A needs-based approach to state mental hospital admission, combined with an increased number of beds, would allow for flexibility in hospitalizing patients who sometimes cannot be admitted in the current era. This population includes those who meet commitment criteria but cannot be admitted because of the census factor. Others are those who are nonpsychotic, such as sex offenders with mental health problems; severely personality disordered individuals with problematic behavior in community settings that results in repeated conflict; prisoners needing more intensive treatment in lieu of correctional placement; persons with substance abuse problems who continue to fail intensive residential placement; and persons with mental illness in immigration detention.
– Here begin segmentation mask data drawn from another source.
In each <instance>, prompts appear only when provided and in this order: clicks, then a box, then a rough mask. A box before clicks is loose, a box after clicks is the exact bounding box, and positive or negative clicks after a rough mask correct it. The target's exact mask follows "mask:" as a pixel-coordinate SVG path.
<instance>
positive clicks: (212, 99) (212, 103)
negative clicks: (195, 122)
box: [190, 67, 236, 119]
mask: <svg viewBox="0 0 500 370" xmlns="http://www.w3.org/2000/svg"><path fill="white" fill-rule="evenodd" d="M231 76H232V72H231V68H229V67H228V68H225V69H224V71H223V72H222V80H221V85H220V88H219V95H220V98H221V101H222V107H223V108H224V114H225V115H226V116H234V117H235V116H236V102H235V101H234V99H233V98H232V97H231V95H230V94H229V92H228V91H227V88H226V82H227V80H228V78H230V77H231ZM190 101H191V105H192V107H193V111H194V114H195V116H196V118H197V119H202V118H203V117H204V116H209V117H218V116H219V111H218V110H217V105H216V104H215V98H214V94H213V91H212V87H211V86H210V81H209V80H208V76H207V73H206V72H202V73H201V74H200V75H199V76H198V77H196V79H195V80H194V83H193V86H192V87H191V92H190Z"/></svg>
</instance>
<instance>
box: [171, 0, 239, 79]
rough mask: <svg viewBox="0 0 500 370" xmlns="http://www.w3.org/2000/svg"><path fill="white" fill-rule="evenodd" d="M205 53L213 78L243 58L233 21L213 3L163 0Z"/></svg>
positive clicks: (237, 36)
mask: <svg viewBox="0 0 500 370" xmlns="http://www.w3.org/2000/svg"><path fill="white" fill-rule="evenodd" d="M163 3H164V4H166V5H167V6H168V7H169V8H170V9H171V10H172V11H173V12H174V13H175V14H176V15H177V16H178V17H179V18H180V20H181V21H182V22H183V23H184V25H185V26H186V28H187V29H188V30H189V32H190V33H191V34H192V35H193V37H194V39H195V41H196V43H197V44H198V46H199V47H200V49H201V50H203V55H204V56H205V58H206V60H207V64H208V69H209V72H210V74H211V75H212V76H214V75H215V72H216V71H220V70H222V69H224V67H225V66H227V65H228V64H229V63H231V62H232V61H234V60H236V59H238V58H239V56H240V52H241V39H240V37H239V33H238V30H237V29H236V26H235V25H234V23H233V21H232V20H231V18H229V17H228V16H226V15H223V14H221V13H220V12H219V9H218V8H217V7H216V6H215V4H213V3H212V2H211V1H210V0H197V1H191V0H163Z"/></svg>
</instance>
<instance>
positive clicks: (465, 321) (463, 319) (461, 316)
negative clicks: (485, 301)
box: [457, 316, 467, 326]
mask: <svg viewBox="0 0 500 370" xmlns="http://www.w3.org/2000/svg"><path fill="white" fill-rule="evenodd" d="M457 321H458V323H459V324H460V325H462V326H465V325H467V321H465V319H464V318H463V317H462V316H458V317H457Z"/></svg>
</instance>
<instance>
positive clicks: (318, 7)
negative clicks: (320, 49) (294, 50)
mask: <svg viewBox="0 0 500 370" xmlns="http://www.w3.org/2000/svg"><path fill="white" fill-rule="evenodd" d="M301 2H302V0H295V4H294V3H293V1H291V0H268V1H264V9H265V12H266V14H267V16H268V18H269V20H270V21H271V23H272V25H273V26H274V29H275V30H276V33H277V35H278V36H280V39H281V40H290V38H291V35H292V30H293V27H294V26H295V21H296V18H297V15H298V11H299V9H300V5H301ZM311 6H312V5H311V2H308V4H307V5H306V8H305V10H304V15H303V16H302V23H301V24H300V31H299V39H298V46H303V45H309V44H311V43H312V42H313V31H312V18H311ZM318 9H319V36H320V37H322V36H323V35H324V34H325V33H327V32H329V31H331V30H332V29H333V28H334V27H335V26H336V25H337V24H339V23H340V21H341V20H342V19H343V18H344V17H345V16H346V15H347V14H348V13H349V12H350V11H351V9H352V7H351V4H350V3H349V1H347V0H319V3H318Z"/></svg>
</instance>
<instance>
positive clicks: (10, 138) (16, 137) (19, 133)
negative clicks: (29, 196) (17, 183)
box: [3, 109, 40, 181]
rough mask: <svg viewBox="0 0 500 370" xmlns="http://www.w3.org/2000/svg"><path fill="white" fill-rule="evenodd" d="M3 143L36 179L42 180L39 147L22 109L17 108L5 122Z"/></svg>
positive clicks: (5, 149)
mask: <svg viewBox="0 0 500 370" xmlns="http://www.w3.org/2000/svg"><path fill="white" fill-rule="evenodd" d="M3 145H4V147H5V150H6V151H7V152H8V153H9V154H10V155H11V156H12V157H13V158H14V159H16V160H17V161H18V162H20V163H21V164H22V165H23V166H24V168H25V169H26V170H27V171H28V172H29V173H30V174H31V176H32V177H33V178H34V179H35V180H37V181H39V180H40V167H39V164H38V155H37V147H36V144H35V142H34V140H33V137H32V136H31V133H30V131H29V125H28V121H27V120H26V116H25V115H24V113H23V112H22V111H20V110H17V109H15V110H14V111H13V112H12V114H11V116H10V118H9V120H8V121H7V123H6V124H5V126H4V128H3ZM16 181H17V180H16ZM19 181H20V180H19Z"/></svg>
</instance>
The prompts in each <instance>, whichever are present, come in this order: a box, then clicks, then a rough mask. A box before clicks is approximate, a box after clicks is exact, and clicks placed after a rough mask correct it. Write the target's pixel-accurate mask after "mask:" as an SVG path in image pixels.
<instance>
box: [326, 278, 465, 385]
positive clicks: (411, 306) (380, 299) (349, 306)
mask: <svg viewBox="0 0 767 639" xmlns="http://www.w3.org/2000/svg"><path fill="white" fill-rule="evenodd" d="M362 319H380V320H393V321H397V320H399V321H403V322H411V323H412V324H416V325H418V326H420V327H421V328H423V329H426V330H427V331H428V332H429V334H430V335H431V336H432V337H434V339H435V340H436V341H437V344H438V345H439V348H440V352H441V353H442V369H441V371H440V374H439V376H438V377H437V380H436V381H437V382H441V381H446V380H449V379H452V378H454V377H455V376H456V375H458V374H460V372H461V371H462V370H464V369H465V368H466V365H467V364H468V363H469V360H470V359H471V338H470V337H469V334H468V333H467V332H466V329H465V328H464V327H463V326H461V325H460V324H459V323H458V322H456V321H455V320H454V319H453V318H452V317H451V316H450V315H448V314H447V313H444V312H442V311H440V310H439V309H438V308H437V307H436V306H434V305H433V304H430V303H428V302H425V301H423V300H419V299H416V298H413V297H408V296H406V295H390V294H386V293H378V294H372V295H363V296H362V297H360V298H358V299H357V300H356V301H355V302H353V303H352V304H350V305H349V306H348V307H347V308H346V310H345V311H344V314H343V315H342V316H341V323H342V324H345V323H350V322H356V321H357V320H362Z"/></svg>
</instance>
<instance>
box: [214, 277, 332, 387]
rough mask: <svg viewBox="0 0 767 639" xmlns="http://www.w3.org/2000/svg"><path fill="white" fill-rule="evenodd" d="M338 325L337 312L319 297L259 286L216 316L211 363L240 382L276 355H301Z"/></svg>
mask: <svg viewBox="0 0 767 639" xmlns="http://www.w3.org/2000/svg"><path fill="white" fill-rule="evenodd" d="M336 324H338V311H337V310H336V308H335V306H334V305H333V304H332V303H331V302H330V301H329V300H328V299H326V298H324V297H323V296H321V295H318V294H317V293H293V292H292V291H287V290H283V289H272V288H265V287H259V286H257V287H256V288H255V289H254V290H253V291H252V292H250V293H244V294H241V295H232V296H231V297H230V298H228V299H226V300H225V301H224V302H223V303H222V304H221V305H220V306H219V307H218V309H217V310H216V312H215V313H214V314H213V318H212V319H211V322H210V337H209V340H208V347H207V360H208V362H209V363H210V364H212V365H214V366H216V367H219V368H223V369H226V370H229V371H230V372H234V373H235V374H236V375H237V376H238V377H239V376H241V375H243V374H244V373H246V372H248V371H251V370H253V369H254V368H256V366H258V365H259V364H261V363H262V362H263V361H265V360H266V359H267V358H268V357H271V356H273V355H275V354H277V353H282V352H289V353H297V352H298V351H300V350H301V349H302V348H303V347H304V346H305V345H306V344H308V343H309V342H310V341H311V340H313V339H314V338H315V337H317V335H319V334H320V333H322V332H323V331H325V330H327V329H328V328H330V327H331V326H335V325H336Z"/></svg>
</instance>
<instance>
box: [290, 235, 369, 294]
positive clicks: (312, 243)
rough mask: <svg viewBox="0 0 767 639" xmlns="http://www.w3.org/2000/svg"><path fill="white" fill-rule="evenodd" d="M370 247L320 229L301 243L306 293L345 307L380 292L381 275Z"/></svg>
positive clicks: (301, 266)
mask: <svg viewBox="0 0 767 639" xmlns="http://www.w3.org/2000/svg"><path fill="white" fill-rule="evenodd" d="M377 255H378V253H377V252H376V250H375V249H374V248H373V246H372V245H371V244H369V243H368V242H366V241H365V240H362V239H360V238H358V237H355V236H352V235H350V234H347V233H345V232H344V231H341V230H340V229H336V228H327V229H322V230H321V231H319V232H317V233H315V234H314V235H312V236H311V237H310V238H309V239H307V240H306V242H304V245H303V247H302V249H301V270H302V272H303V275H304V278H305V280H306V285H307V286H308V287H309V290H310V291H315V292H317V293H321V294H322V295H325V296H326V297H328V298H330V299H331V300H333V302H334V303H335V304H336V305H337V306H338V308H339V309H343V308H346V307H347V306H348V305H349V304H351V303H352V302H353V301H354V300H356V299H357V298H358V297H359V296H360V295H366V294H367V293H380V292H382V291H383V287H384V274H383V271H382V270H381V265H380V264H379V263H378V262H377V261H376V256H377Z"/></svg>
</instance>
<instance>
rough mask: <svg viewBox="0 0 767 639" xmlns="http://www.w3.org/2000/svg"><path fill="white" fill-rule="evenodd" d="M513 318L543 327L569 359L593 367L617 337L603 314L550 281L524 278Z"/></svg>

For example, Ochoa and Pleasants11 reviewed how the growth in mental health care disparities in the U.S. immigration detention has Immigration and Customs Enforcement conceding that many immigrants should be in facilities less restrictive than jails and prisons.
A more flexible use of state mental hospitals so that psychiatrists could freely admit certain types of patients is presently lacking. A need-for-treatment standard could help certain patient populations regain access to the integrated setting of the institution. Use of this standard would allow for a continual flow of admissions and discharges based on patient need. The criteria for admission should be broader and based on clinical need, not on narrow interpretations of dangerousness. Hospital stays should be of sufficient length to stabilize persons with mental illness to allow an avoidance of future admissions. Funding should look to the continuum of who could benefit from longer stays and the additional multidisciplinary supports and assessments that hospitals can provide. Inpatient psychiatric hospitalization with targeted objectives should parallel how the medical system looks at the hospital level of care.
It is appropriate for states to focus on a treatment philosophy to decrease hospitalization, even if for financial reasons. However, there remains a role for the institution in the treatment continuum. Quality care in state mental hospitals, as well as treatment planning for admission and discharge, is appropriate and desirable.12 Gauging inpatient satisfaction can increase treatment adherence and patient functioning and increase the likelihood that patients will seek out mental health services following discharge.13
In short, there is a role for the institution. Expanding state mental hospital beds in conjunction with increasing quality is compatible with increasing outpatient services. Systems that have more capacity to provide inpatient care with targeted goals and less emphasis on legal classification should play greater, not lesser, roles in legal, policy, and clinical deliberations.
Footnotes
Disclosures of financial or other potential conflicts of interest: None.